Mumbai : Following the rollout of the Real Estate Regulatory Authority (RERA) act, there has been a major change in the clauses of flat ownership agreements. With RERA chief Gautam Chatterjee suggesting a repeal in the amendment of Maharashtra Ownership Flat Act (MOFA) and the ongoing implementation of RERA in the real estate sector, it is likely to pose as a problem since rules mentioned in the act marginally contradict each other.
Chaterjee had said that such an act could cover projects that do not require registration and will be outside the reach of RERA. Speaking to Free Press Journal, Sukhraj Nahar, chairman and managing director of Nahar Group, said that MOFA being a stringent act with criminal proceedings and RERA aiming to bring in discipline in the sector, amendment of both together will bring more trouble to the consumers and developers than gain.
In a similar incident, the Citizens’ Justice Forum, a non-governmental organisation, had written to Real Estate Regulatory Authority (RERA) pointing out specific clauses of a flat agreement that disempowers buyers from investing in the project.

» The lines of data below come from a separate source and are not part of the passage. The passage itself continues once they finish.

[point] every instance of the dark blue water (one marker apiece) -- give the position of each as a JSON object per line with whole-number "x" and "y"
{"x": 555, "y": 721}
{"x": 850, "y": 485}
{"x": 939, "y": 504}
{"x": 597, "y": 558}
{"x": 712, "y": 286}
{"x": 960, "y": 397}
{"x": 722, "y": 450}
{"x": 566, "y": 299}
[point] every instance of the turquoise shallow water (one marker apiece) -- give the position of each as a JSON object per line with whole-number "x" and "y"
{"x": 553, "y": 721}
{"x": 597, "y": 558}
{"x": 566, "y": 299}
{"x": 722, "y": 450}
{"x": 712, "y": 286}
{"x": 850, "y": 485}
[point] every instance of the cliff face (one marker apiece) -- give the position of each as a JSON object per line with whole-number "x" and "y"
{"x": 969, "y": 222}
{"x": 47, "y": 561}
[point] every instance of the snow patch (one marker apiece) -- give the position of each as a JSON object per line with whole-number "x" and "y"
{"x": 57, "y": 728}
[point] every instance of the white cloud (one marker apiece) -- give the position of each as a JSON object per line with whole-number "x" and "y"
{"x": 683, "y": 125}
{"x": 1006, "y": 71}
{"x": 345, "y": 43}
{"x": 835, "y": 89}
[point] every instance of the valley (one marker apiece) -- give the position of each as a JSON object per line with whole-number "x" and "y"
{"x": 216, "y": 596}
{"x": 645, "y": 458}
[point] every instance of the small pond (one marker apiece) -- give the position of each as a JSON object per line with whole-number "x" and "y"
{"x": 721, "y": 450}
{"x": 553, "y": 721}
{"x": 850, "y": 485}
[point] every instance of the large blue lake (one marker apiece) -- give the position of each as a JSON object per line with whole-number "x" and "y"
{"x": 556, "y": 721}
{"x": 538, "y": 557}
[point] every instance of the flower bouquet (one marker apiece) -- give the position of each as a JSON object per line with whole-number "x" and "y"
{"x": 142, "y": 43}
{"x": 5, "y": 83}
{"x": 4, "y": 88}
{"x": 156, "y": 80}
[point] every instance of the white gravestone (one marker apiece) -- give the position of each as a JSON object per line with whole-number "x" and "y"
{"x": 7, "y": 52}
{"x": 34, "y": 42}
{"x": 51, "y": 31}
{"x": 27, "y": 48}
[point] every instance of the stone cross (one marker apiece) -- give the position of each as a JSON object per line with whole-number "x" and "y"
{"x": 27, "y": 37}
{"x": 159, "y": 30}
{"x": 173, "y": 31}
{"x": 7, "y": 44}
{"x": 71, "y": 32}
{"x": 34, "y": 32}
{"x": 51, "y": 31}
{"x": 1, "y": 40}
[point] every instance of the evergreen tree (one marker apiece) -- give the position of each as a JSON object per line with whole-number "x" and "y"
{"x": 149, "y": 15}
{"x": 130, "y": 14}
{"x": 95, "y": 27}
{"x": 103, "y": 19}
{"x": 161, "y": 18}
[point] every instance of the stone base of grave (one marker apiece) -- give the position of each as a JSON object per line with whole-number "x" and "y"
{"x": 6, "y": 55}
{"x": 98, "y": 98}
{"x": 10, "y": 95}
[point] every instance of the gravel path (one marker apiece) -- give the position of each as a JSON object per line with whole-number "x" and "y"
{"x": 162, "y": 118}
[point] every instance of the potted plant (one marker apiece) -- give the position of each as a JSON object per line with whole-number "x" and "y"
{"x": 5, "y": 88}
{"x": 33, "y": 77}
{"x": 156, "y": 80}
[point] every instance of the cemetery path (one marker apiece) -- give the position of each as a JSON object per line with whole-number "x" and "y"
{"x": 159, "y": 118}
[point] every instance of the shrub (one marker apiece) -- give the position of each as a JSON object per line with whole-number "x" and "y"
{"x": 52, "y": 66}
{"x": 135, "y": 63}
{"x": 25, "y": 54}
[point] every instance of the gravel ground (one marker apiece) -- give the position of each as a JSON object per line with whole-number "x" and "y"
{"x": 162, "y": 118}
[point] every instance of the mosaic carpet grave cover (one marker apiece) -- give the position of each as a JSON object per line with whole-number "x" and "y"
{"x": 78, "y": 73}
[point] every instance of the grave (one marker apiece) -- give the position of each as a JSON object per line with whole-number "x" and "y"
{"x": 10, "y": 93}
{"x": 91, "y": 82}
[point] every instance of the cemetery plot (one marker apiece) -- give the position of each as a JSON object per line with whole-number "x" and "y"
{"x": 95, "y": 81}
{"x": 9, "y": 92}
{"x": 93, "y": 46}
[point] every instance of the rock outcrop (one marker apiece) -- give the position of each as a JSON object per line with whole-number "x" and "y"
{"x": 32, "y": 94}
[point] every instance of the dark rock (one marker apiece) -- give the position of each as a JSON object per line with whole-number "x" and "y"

The forum alleged that the developer, Ekta World, has asked buyers to falsely state that they have only paid 9.9% in the sale agreement. As per RERA, a promoter cannot accept more than 10% of the cost of the property, as an advance payment or an application fee, without first entering into a registered agreement for sale.
The forum said that another clause stated that if the buyer does not receive intimation that a particular stage of construction is completed, then the buyer cannot give an excuse for non-payment of any amount.
The developer sends intimation to the buyer which included detailed updates of construction of the project.
Such clauses are not RERA complaint and hence will not be accepted by the authority since it favours developers, says Sulaiman Bhimani, president of CJF.
He added, “The developers take advantage of flat buyers’ lack of knowledge on the proceedings. Now that RERA has been rolled out, such biased clauses should be excluded. Property buyers have always been fooled by the developers by overpricing, late possession, wrong information, exaggerated plot areas and such horrendous clauses in the sale agreement.”